Louis-Dreyfus continued to describe how so many elements of the look were the best fit for her wedding to Hall, who she now shares two sons – Henry, 31, and Charlie, 26, – with.

“Maybe I’m a tiny bit embarrassed when I look at that dress now, but it was a statement of a particular moment,” she added. “The huge sleeves, the sweetheart neckline, the fabric flowered wreath in my hair. I’m pretty sure Brad wore a suit. Anyways, man, it was romantic, and I was getting married. And for that, okay, I admit it.
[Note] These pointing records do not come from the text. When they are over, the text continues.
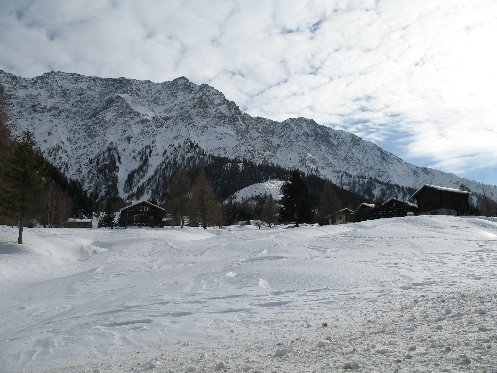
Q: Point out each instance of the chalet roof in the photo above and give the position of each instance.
(398, 200)
(344, 211)
(364, 204)
(440, 189)
(143, 203)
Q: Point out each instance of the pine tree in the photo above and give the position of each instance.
(203, 205)
(179, 194)
(329, 203)
(23, 181)
(269, 212)
(295, 202)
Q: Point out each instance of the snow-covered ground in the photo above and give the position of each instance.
(407, 294)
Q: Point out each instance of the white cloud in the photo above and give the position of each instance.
(417, 77)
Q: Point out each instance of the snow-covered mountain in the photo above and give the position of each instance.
(123, 136)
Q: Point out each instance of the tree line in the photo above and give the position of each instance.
(195, 203)
(30, 187)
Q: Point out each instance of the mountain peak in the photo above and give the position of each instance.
(75, 117)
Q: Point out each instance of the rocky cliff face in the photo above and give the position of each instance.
(123, 136)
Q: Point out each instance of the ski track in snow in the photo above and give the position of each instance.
(402, 294)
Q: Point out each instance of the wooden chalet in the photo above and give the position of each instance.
(344, 216)
(142, 214)
(78, 223)
(395, 207)
(437, 200)
(365, 211)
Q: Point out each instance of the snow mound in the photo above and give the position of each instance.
(269, 188)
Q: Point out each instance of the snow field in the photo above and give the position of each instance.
(403, 294)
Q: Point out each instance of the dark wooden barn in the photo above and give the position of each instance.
(78, 223)
(395, 207)
(142, 214)
(365, 211)
(437, 200)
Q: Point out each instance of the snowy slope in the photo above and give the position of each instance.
(269, 188)
(127, 133)
(406, 294)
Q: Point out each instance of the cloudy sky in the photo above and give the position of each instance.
(416, 77)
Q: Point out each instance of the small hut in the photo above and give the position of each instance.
(395, 207)
(78, 223)
(142, 214)
(438, 200)
(365, 211)
(344, 216)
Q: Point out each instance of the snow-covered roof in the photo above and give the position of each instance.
(364, 204)
(398, 200)
(345, 210)
(75, 220)
(441, 189)
(144, 202)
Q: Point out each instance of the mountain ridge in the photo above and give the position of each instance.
(123, 130)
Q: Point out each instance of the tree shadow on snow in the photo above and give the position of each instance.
(10, 248)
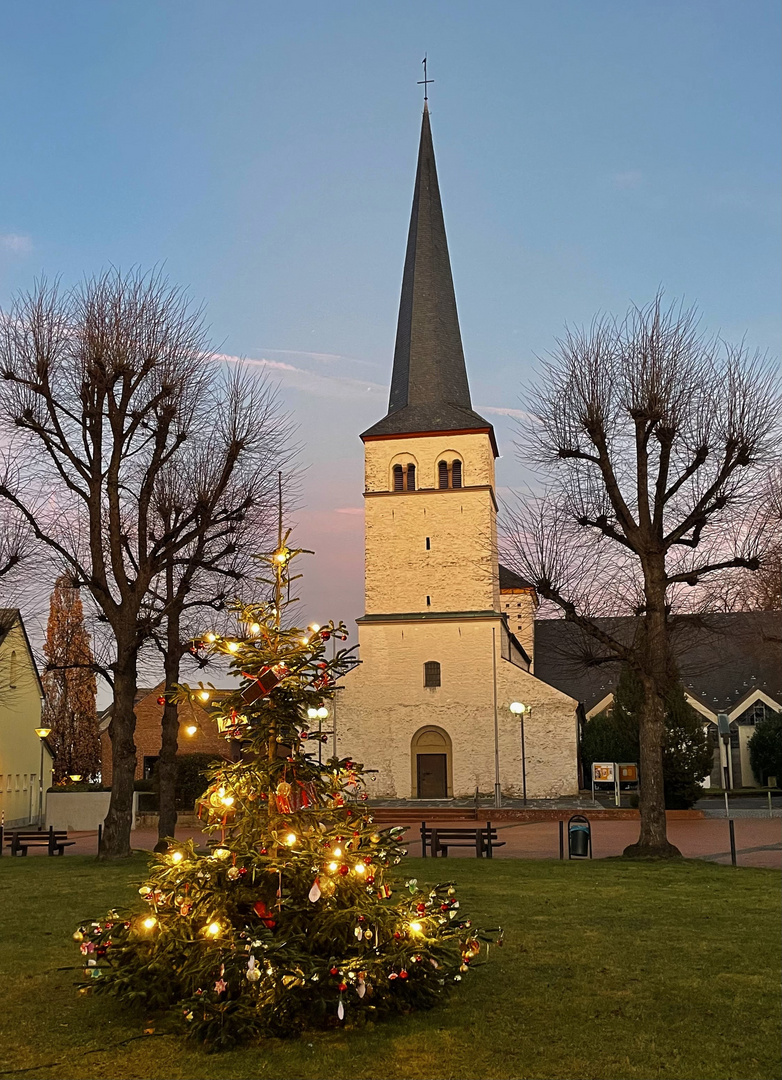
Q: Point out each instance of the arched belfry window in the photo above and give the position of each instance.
(448, 473)
(431, 673)
(404, 477)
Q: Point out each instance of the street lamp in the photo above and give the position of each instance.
(42, 734)
(521, 711)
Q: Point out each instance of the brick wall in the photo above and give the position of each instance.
(149, 715)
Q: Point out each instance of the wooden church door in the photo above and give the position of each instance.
(432, 775)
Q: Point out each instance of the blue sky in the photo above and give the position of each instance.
(265, 153)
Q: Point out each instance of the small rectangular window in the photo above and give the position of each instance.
(431, 673)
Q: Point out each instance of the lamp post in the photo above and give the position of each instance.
(521, 710)
(42, 733)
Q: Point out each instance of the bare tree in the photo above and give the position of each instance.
(103, 388)
(655, 442)
(241, 456)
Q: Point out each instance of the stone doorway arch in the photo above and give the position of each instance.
(432, 764)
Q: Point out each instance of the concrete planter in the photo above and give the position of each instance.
(81, 811)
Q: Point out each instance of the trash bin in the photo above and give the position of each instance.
(579, 837)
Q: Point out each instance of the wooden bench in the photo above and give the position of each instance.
(440, 838)
(56, 840)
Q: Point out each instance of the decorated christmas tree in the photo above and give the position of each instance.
(292, 919)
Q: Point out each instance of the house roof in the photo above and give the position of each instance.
(429, 386)
(8, 618)
(722, 660)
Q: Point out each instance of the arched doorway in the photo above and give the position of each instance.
(432, 765)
It was perfect.”

She then shared that when the dress was made, she had something special sewn in on the inside of it, which she said meant so much to her.
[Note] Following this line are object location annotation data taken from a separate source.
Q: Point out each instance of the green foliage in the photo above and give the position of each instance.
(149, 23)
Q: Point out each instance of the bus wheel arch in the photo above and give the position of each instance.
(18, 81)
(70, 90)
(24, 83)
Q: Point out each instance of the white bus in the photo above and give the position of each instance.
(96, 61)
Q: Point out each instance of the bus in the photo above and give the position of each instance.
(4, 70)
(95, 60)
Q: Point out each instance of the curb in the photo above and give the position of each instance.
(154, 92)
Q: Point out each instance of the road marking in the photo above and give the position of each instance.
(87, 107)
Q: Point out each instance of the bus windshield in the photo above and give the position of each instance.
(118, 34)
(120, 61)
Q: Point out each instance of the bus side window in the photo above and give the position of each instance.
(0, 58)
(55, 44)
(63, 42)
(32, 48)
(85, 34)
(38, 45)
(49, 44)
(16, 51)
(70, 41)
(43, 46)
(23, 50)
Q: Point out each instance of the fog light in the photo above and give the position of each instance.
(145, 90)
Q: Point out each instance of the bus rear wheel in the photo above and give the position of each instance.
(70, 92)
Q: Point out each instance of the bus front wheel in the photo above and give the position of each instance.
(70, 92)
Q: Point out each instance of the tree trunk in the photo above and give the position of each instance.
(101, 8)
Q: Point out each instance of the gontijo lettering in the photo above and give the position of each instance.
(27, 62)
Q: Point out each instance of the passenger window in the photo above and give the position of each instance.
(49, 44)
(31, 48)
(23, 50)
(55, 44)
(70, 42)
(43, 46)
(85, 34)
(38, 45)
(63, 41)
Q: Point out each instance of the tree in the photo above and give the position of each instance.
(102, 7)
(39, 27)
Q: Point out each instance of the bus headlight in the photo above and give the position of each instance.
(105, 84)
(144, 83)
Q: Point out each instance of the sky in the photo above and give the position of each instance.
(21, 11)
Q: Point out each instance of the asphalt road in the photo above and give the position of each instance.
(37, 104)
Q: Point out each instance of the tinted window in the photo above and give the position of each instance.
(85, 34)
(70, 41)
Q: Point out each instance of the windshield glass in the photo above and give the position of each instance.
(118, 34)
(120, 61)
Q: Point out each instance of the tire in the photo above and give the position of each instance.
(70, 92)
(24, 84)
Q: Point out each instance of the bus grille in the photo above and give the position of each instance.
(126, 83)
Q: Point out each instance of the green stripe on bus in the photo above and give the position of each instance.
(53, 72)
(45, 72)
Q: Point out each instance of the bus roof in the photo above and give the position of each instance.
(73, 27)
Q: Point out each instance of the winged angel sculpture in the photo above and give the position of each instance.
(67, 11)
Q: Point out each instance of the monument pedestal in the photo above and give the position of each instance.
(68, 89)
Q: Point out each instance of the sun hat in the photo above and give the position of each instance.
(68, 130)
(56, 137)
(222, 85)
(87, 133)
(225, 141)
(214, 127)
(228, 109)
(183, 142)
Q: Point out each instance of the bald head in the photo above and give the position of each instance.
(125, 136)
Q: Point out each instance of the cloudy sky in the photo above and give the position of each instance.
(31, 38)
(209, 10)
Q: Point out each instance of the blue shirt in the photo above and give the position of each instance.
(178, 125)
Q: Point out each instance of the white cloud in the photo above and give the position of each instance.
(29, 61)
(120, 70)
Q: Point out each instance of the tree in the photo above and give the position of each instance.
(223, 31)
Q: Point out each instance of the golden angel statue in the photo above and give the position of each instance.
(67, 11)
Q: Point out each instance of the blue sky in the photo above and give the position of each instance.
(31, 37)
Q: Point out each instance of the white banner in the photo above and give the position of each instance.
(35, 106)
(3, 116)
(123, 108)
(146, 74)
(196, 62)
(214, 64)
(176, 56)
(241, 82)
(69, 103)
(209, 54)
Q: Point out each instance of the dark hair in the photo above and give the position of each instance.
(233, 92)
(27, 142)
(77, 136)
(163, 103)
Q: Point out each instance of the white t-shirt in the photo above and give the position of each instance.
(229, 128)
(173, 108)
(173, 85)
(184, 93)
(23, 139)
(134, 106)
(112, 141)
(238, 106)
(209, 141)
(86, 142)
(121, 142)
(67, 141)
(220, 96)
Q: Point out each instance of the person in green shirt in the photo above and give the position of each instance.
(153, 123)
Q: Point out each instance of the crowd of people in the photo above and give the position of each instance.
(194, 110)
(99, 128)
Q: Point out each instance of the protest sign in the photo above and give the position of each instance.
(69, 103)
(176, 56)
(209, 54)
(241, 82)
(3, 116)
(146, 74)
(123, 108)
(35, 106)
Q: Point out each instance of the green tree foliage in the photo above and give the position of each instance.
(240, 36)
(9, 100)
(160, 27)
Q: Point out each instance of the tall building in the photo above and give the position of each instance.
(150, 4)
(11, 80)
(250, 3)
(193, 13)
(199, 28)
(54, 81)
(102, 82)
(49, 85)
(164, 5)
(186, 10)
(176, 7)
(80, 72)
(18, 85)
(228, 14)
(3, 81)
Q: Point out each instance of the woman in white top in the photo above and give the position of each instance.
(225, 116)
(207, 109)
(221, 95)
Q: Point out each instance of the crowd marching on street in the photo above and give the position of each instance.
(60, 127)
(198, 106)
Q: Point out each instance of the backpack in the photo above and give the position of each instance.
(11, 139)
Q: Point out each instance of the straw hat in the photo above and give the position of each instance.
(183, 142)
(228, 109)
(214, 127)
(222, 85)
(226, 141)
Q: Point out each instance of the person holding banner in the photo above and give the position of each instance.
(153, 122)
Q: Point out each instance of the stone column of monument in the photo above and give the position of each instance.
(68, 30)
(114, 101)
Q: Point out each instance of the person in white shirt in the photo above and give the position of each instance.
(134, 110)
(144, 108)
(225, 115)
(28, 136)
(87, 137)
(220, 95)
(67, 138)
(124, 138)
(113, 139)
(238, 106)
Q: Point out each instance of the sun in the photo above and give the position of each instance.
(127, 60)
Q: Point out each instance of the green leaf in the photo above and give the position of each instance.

“I had this tiny little dolphin that was hand carved out of stone, sort of a charm, like a little talisman,” she explained. “And I had them sew it into my dress because I thought it was a good symbol of joy. You know, dolphins are so joyful.”

However, according to the Veep star, she told her designer not to tell her where inside the dress the dolphin charm was sewn in.

“And I still don’t know where it is in the dress, which I think is kind of fabulous,” she confessed. “It’s in there somewhere. Fortunes whisper sewn in with lucky threads of grace.”

Louis-Dreyfus went on to admit that “clothes-wise” her entire wedding day was “a hell of a production”. She also recalled how her five bridesmaids wore dresses that were “fantastic”.

“They were drop-waisted, and they were heavy linen in a very particular green, a celadon green,” she said about the gowns, noting they had a “sailor collar,” which the actor also had on the “going away dress” that she wore after the wedding.

After describing the “cream-colored” dress she wore following the nuptials, she acknowledged how meaningful clothes can be on such momentous events.

“I kinda got carried away, but that’s what fashion is for, to just carry us away. We dress up for our rituals,” she said. “The clothes we wear convey import, and they’re a huge part of what makes an event special.”

Louis-Dreyfus’ wedding gown wasn’t a far cry from Diana’s look, as the princess wore a voluminous bridal gown to her nuptials, as her dress has become one of the most recognizable dresses of all time. Her wedding dress was designed by former husband-and-wife duo David and Elizabeth Emanuel, while the silk-taffeta gown featured a fitted bodice overlaid with panels of antique Carrickmacross lace that originally belonged to Queen Mary. The outfit also included a sequin-encrusted train measuring 25 feet, which remains the longest in royal wedding history.

There was so much secrecy surrounding the gown that the Emmanuels were required to create an alternate gown in case the dress was revealed preemptively to the public.

In 2021, Princess Diana’s wedding dress was displayed at Kensington Palace as part of a temporary exhibition exploring royal style. This marked the first time the gown – privately owned by her sons Prince William and Prince Harry – had gone on display in 25 years.